Ms Neary says: "Opening a youth savings account will keep their money safe and allow them to see how money grows. Some accounts even provide discounts on mobile phones credits and cinema tickets."

And Flavia Palacios Umana, senior manager at Halifax savings products, says this can also help them learn to budget from very early on.

"Children can get in the savings habit at an early age by putting a fixed amount of money away each month, no matter how small.

"This will not only encourage children to get into a structured savings habit, but will also help them learn the importance of budgeting."

Discourage borrowing

It is important to make sure you don't allow your children to get into the habit of borrowing from friends or from yourself.

Sarah Neary explains they must learn what they can afford and spend accordingly on things like mobile phones and going out with friends.

"It's always better to go 'pay as you go' - that way, they can keep track of what they can and can't afford."

If they are struggling to afford something they really want, why not suggest they earn the money? If they are old enough, for example, they could get a part-time job.

Ms Neary says that not only can a part-time or summer job help boost pocket money but it provides them with great work experience and skills which would transfer into adult life, such as understanding a pay slip and writing their CV.

If your child is not old enough to get a job, you could get them doing chores around the home for extra cash.

Ms Neary also suggests your children get involve with any business-related activities at school such as market days or enterprise week.

And - if you want to provide your kids with some additional 'homework' going online and taking advantage of the vast array of interactive money activities will also benefit them.

"This could include creating a personal budget, setting up a small business and exploring ways to make their pocket money go even further," says Ms Neary.

Case Study

Bradley Knowles is a 16-year-old from Retford who has two part-time jobs which fit around his studies. He saves half the money he earns, and hopes to eventually be able to use it pay for a car, holiday and his further education, but he also enjoys spending the other half of his hard-earned wages.
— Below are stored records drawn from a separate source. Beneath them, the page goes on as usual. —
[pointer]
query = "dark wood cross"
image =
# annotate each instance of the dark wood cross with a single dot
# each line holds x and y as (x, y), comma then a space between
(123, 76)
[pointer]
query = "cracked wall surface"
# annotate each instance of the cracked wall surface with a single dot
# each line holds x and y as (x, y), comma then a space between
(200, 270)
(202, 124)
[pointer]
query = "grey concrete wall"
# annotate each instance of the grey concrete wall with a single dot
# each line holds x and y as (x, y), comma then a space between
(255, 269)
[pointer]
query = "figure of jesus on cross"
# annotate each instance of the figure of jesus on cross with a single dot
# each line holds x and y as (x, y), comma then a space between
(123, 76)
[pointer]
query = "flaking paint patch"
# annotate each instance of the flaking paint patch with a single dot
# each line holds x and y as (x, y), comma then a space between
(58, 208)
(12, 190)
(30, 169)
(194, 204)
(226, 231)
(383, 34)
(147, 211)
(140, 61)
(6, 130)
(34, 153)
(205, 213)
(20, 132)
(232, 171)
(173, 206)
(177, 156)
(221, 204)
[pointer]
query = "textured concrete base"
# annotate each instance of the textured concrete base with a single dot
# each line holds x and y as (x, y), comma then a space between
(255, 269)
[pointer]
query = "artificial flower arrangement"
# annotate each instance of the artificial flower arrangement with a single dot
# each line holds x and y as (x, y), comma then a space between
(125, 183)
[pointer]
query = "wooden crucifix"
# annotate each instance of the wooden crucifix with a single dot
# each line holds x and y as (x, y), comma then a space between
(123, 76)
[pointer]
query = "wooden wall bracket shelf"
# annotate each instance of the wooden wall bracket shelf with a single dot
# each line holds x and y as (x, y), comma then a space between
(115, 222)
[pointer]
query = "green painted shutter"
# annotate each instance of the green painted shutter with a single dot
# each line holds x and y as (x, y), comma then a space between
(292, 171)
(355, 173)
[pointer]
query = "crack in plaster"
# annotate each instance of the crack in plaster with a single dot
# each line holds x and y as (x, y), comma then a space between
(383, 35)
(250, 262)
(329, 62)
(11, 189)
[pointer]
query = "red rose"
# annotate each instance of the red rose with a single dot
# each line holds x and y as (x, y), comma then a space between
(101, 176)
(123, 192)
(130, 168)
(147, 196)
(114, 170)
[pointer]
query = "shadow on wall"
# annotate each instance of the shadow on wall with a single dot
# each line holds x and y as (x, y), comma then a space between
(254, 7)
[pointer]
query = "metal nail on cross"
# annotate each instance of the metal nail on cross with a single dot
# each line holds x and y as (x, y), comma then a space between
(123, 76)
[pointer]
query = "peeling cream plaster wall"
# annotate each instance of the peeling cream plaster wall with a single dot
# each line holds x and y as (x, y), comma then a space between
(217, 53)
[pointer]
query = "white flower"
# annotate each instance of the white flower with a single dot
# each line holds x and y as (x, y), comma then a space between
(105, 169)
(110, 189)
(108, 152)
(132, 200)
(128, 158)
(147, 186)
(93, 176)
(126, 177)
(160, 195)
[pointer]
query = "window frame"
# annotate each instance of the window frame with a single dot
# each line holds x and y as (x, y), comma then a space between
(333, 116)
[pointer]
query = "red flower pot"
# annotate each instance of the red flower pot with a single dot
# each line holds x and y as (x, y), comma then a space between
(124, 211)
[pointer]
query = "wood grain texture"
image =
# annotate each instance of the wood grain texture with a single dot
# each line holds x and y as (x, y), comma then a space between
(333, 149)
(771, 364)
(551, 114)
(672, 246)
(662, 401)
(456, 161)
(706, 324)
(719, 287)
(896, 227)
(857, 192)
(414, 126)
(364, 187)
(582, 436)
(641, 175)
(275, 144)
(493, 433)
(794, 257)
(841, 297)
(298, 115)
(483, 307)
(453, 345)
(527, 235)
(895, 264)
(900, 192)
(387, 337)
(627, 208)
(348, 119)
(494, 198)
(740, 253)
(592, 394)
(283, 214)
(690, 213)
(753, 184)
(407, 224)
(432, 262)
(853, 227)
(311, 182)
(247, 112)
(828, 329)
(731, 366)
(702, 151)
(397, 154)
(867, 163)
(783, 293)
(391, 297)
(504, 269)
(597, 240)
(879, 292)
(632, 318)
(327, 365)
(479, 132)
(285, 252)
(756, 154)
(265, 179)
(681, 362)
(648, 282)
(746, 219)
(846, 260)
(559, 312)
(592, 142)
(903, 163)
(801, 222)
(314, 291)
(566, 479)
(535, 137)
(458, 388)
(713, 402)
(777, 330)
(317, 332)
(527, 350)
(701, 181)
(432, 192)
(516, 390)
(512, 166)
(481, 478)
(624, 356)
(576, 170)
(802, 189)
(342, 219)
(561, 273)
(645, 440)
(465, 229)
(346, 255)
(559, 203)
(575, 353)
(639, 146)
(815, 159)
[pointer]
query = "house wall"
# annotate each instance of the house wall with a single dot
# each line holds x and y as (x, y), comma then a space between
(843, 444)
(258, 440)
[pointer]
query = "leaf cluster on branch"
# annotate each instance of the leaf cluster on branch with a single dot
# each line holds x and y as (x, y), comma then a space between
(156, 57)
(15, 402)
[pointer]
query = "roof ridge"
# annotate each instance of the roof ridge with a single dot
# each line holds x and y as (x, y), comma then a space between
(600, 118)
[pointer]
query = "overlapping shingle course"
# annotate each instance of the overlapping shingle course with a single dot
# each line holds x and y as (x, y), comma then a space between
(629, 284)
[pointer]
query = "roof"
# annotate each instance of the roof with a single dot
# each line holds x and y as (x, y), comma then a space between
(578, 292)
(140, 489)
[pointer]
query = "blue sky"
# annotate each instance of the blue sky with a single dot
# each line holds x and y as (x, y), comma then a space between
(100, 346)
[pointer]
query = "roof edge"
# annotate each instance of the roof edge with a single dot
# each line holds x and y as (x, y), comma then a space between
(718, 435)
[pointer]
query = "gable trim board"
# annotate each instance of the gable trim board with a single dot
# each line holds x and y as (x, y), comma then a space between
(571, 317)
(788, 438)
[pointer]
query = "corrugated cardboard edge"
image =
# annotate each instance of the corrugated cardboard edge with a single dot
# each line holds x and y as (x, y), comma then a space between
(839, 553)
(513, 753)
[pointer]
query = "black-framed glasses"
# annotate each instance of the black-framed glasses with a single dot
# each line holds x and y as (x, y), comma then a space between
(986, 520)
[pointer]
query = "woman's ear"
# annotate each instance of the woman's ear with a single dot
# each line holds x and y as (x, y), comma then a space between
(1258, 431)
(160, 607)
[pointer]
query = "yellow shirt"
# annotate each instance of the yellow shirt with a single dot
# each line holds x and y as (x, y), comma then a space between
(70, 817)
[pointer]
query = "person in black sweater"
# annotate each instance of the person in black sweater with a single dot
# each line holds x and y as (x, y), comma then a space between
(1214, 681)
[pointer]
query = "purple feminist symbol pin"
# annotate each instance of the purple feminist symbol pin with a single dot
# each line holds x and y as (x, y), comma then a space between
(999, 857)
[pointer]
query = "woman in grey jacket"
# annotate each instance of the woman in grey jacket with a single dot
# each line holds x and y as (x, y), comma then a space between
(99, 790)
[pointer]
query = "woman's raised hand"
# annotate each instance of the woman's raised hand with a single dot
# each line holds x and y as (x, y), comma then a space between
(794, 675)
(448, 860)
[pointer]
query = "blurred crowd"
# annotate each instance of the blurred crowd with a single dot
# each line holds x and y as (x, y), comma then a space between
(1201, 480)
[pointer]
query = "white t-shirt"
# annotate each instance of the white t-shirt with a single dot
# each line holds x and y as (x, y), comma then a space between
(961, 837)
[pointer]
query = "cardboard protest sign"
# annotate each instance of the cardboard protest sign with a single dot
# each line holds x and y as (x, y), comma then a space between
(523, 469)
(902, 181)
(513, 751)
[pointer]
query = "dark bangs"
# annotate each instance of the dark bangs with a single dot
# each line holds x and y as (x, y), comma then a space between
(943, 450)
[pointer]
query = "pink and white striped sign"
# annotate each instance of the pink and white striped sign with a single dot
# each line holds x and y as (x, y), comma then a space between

He said: "I have a paper round in my village that pays me £10 a week and I also work for an estate agent at the weekend for three hours at a rate of £3.57 an hour
"Aside from my part time jobs, my mum pays for my mobile phone contract and gives me an allowance of around £20.

"I use the good old fashioned phrase 'spend a penny, save a penny'. I like to use my money having fun and spending some, but I also save some for any big purchase I might need later, such as a car or a holiday.

"I would say it is very important to save money for the future. But I also think it is important to have fun spending money because if you think about it, we earn money to live and enjoy life.

"Being switched on to money from a young age is so important because you are so close to earning a living and money becoming a more important part of life.

"[However]when it comes to responsibility, teenagers are nowhere near their parents - they don't have the experience of earning money, paying the bills, saving and then spending what's left.

"At the moment we don't have any financial requirement, and our money is our own. The MoneySense lessons included the facts about where our money goes and why it goes there, but until we actually start seeing our wages decrease due to National Insurance etc, it's not going to hit home in my opinion."

Aside from the 'spend a penny, save a penny' adage, Bradley also urges other teenagers keen to get clued up on money to have a bank account and to set a limit of how much has to be in there at all times, for emergencies.

He also suggests planning ahead. By knowing what you are saving for and how much it will cost you can work out the amount you need to put aside and for how long. "Whatever's left," he says, "just go and have fun with."